Applying enrichment analysis to methylation array data is difficult due to the presence of a variable number of probes per gene and the fact that a probe could belong to overlapping genes. There are existing over-representation based approaches to this, however they appear to lack sensitivity. To address this, we have developed a simple approach to aggregating differential methylation data to make it suitable for downstream use by mitch. The process begins with the differential probe methylation results from limma. Here, we summarise the limma t-statistics by gene using the arithmetic mean. The resulting gene level differential methylation scores then undergo mitch as usual.
In addition to mitch v1.15.0 of higher, you will need an annotation set for the array you are using. These are conveniently provided as Bioconductor packages for HM450K and EPIC arrays.
HM450k: IlluminaHumanMethylation450kanno.ilmn12.hg19
EPIC: IlluminaHumanMethylationEPICanno.ilm10b4.hg19
One issue with these is that the annotations are quite old, which means that some of the gene names have changed (~12%), so it is a good idea to screen the list of gene names and update obsolete names using the HGNChelper package.
In this cut down example we will be using a sample of 200 Reactome gene sets.

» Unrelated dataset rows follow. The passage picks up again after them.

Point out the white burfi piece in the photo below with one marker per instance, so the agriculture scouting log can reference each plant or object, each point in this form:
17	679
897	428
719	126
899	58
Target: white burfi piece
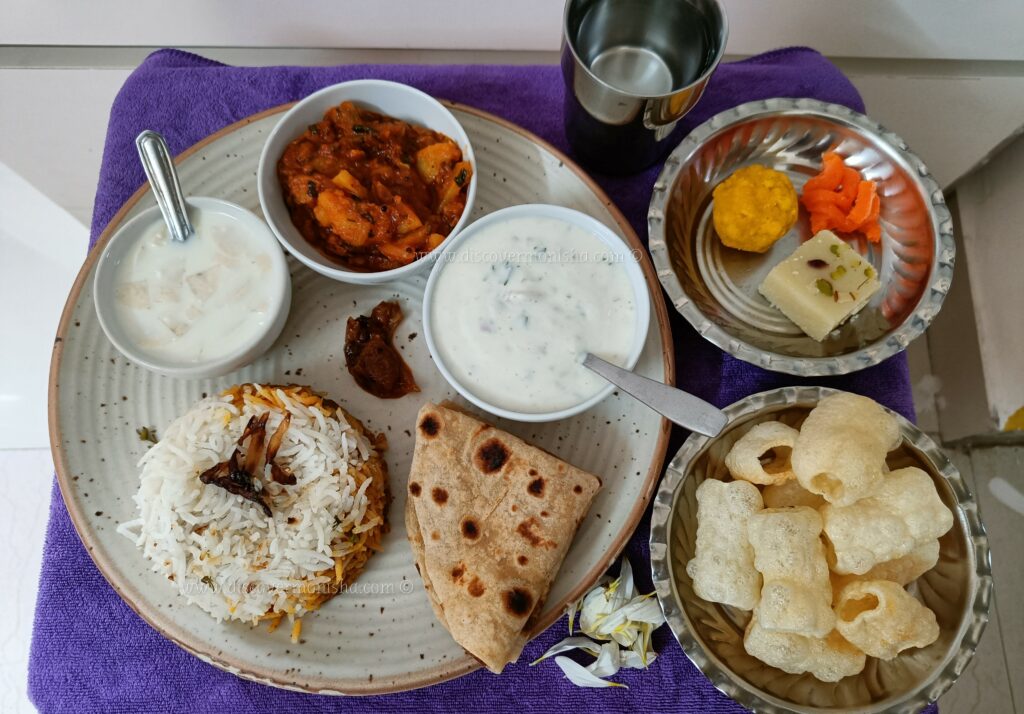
820	285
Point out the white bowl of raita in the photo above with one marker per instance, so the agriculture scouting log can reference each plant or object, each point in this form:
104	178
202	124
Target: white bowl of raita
520	296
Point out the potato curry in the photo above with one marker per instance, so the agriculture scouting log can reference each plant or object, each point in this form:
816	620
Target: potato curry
372	192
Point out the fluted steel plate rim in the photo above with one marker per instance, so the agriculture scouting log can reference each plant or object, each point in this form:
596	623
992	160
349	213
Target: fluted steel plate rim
730	683
893	342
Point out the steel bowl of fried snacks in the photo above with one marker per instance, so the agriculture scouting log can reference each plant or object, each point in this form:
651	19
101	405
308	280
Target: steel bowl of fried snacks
722	217
820	554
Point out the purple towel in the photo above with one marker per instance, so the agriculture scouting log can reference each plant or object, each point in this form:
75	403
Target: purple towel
91	653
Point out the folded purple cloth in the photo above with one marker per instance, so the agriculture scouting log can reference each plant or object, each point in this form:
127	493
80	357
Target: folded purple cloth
90	653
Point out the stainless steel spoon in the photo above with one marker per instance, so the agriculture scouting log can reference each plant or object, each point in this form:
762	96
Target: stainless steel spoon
675	405
164	181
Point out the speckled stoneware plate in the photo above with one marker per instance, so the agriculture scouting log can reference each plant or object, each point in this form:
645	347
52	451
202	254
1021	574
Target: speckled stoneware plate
958	589
385	637
716	288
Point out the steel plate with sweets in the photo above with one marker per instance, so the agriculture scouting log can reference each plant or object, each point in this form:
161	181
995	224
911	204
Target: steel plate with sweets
733	253
99	404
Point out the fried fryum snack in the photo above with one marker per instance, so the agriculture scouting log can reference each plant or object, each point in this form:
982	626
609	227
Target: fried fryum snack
722	569
903	514
828	659
882	619
841	451
788	554
902	571
762	455
790	493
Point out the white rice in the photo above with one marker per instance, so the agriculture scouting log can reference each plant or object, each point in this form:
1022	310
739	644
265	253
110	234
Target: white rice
219	569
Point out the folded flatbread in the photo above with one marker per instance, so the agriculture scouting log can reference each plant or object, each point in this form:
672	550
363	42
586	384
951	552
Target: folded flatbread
489	518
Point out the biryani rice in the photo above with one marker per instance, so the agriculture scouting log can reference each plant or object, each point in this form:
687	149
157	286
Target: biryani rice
223	553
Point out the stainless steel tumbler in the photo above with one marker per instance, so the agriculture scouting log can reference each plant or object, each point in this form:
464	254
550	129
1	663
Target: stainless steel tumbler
632	69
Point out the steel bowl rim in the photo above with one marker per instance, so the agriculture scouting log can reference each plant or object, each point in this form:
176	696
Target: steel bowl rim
721	676
912	327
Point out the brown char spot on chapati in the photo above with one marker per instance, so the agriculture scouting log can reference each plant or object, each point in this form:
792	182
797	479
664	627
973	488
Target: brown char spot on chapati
470	530
518	601
429	426
492	456
525	529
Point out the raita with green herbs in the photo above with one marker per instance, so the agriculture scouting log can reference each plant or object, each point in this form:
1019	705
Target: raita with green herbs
518	305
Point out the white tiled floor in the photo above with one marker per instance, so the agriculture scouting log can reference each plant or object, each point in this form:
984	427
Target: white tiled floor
26	476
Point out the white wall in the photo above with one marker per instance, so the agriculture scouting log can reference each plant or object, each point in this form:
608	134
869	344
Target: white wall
903	29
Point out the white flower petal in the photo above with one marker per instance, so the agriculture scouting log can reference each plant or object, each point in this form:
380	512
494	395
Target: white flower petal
606	663
624	590
584	643
631	660
579	675
595	607
644	609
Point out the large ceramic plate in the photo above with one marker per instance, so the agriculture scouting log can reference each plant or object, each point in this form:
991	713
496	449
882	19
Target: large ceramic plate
383	636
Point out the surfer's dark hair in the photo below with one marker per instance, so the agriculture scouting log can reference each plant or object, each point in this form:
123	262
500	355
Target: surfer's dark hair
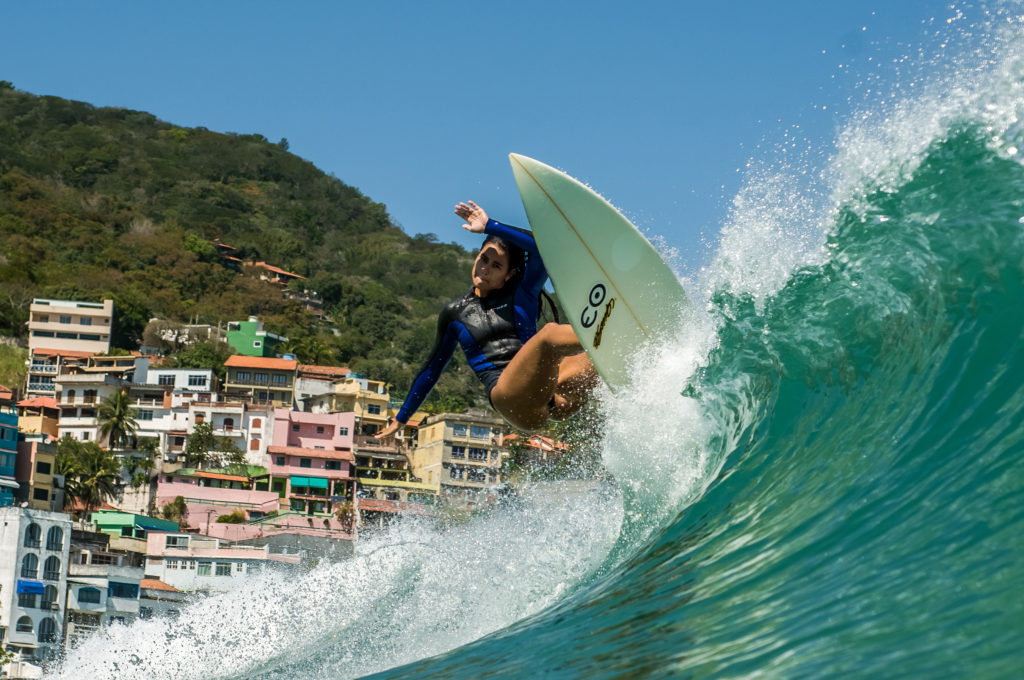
517	256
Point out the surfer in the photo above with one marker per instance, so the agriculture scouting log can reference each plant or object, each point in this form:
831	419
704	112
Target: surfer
530	376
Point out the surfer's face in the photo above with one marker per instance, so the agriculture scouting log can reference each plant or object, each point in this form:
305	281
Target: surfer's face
491	269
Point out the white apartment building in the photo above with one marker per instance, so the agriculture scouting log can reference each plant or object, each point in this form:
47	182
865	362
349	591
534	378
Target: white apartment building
70	325
34	553
199	563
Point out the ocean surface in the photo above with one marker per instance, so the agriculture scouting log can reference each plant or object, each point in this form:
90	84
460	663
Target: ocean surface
822	475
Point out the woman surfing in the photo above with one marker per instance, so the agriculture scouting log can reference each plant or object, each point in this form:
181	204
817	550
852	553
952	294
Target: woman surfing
530	376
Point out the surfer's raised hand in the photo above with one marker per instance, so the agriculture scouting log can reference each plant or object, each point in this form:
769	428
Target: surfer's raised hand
474	215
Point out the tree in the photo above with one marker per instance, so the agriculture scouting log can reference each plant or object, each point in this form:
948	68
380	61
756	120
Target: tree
117	420
91	474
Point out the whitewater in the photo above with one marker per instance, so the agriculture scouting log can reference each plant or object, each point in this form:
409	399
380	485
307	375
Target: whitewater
822	475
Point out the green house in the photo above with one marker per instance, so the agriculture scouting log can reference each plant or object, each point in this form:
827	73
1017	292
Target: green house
250	339
130	525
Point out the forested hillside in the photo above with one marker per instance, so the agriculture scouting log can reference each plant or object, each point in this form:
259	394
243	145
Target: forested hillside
114	203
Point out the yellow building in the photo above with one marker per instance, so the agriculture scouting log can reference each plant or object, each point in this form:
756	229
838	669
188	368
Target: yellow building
367	398
261	380
461	453
37	461
39	415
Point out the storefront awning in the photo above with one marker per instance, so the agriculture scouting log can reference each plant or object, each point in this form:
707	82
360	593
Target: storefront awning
311	482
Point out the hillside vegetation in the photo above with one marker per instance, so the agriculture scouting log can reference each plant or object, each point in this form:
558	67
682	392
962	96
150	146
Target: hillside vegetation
115	203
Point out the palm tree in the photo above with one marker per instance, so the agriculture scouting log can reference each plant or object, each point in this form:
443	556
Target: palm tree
91	473
117	420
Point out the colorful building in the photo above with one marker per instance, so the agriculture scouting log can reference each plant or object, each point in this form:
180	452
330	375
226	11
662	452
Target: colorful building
311	461
34	555
368	399
461	454
8	445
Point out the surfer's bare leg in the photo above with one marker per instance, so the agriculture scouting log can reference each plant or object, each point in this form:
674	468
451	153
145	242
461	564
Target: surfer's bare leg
577	377
525	388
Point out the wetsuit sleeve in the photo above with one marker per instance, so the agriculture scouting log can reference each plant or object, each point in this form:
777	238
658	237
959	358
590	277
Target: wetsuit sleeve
536	273
443	347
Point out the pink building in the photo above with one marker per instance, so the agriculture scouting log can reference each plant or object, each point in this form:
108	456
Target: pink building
311	462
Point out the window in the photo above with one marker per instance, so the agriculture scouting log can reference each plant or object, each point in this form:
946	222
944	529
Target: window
50	597
33	536
51	569
88	596
47	630
54	539
30	566
176	542
128	590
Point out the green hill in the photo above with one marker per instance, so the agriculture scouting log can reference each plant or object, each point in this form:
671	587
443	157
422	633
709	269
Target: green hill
100	202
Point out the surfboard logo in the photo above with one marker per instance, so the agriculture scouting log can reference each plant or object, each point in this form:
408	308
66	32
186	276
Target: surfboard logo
590	312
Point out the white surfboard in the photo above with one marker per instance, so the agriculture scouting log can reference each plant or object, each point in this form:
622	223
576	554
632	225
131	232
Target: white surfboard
616	290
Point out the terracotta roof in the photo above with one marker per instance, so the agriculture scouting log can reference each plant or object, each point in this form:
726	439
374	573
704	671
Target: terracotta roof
156	584
62	352
37	401
243	362
324	370
313	453
270	267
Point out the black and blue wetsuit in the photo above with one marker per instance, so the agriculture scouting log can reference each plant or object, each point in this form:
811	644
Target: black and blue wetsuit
491	330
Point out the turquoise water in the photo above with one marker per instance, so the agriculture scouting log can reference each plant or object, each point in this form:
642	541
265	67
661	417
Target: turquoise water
822	476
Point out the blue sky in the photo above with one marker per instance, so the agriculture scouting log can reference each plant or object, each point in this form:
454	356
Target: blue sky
658	105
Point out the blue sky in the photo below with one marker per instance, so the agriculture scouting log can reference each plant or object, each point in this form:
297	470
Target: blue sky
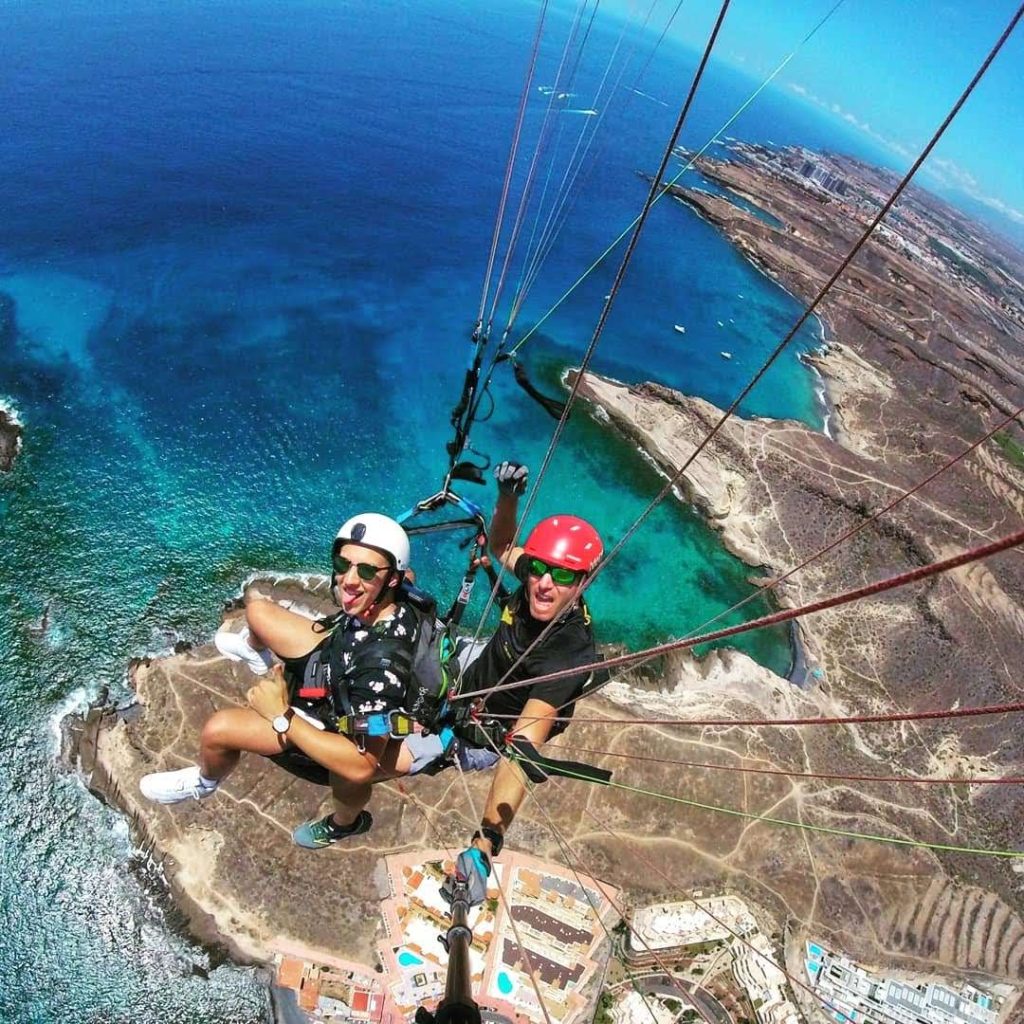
891	69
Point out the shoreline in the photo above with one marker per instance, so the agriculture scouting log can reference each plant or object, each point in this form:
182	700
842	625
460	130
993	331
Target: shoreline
11	434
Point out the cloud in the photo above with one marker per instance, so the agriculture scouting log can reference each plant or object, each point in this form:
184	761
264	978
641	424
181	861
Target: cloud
950	174
946	171
851	119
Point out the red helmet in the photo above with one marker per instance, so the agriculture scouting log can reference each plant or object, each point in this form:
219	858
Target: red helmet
565	541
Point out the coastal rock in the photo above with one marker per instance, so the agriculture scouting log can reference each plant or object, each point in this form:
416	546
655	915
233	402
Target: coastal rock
10	438
778	492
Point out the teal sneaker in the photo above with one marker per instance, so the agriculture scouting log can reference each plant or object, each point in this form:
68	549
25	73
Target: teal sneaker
322	834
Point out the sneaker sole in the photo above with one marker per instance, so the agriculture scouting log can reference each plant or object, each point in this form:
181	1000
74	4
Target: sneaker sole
257	667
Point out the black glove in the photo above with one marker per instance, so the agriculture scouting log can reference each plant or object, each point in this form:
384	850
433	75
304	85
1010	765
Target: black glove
473	867
511	477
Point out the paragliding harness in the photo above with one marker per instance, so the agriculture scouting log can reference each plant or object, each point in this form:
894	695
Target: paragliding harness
425	668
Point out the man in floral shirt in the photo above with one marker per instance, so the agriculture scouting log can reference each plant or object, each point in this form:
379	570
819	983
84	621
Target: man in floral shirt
316	715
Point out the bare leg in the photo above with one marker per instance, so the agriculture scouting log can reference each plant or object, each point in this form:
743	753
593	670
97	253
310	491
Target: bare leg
287	633
350	798
227	733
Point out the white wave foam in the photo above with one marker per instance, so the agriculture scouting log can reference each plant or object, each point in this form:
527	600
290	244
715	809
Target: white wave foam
11	411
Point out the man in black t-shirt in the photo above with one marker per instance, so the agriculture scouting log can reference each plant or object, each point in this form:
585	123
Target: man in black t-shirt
568	643
545	628
551	566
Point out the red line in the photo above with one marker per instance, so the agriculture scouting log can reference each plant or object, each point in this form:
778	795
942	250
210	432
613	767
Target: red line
952	780
786	614
907	716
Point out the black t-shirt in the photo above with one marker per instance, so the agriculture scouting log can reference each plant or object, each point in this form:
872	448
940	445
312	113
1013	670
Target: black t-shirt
569	643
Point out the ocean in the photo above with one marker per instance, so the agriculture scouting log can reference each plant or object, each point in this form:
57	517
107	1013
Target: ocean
245	246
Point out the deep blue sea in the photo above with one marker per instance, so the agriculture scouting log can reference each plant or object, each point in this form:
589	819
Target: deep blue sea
245	246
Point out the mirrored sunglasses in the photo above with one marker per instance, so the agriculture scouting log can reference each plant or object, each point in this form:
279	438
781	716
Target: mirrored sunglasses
559	574
365	570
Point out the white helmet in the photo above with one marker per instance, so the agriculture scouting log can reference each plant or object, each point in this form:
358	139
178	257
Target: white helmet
378	531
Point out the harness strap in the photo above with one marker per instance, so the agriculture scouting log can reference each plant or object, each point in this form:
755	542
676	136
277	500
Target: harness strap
395	724
539	768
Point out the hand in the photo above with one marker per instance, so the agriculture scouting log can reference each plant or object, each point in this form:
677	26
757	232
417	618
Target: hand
269	696
511	477
473	867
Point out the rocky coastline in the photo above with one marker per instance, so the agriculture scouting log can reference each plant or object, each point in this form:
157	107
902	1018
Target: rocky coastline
10	437
901	402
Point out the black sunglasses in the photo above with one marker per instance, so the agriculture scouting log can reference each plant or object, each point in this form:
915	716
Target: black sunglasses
365	570
559	574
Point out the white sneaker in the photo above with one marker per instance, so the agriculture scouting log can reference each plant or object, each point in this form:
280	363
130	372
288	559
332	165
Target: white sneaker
173	786
235	646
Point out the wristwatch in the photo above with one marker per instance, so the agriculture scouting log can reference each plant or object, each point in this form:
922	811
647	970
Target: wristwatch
282	723
496	839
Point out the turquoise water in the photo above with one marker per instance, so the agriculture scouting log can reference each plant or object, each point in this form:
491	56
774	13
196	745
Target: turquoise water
242	253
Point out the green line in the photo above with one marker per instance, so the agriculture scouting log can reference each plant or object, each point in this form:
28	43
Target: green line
747	102
944	847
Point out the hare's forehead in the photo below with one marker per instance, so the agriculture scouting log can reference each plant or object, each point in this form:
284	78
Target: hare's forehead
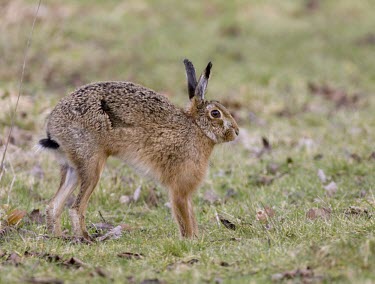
216	105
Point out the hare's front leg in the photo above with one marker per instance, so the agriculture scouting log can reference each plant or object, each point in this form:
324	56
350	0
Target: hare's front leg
184	214
89	173
69	181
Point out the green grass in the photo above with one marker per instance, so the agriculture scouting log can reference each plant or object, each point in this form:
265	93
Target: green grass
265	54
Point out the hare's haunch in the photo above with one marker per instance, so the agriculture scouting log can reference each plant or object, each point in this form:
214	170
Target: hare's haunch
142	128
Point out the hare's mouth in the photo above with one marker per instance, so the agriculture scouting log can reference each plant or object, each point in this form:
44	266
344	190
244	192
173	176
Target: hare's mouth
231	134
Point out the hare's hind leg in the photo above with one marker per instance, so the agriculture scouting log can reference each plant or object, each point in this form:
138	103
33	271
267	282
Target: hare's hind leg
69	181
89	174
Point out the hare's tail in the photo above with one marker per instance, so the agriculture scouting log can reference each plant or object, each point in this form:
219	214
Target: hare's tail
48	143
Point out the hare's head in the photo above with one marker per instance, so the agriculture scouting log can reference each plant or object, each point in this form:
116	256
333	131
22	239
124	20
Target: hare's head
211	116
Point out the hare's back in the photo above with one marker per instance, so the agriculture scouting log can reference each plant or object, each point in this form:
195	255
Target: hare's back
118	104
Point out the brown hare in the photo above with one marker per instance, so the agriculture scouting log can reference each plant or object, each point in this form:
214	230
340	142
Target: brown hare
144	129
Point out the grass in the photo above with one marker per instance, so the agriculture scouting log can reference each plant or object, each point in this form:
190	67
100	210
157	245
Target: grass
265	54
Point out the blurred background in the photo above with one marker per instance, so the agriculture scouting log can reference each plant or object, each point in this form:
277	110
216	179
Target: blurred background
297	72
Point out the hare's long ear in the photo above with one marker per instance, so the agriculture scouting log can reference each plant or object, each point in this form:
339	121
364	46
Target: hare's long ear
200	90
191	77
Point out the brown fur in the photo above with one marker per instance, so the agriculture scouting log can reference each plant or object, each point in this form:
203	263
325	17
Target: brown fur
144	129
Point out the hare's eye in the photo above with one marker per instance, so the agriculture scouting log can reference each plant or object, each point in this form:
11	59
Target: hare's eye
215	113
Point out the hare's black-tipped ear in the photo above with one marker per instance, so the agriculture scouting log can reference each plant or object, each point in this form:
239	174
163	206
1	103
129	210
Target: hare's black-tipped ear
200	90
191	77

## $`2-LTR circle formation`
## [1] "Reactome Pathway" "BANF1" "HMGA1" "LIG4"
## [5] "PSIP1" "XRCC4" "XRCC5" "XRCC6"
## [9] "gag" "gag-pol" "rev" "vif"
## [13] "vpr" "vpu"
##
## $`5-Phosphoribose 1-diphosphate biosynthesis`
## [1] "Reactome Pathway" "PRPS1" "PRPS1L1" "PRPS2"
##
## $`A tetrasaccharide linker sequence is required for GAG synthesis`
## [1] "Reactome Pathway" "AGRN" "B3GALT6" "B3GAT1"
## [5] "B3GAT2" "B3GAT3" "B4GALT7" "BCAN"
## [9] "BGN" "CSPG4" "CSPG5" "DCN"
## [13] "GPC1" "GPC2" "GPC3" "GPC4"
## [17] "GPC5" "GPC6" "HSPG2" "NCAN"
## [21] "SDC1" "SDC2" "SDC3" "SDC4"
## [25] "VCAN" "XYLT1" "XYLT2"
In order to get mitch working, we need a 2 column table that maps probes to genes. The workflow shown here is for the HM450k array, and an EPIC example is show at the end of the report.
anno <- getAnnotation(IlluminaHumanMethylation450kanno.ilmn12.hg19)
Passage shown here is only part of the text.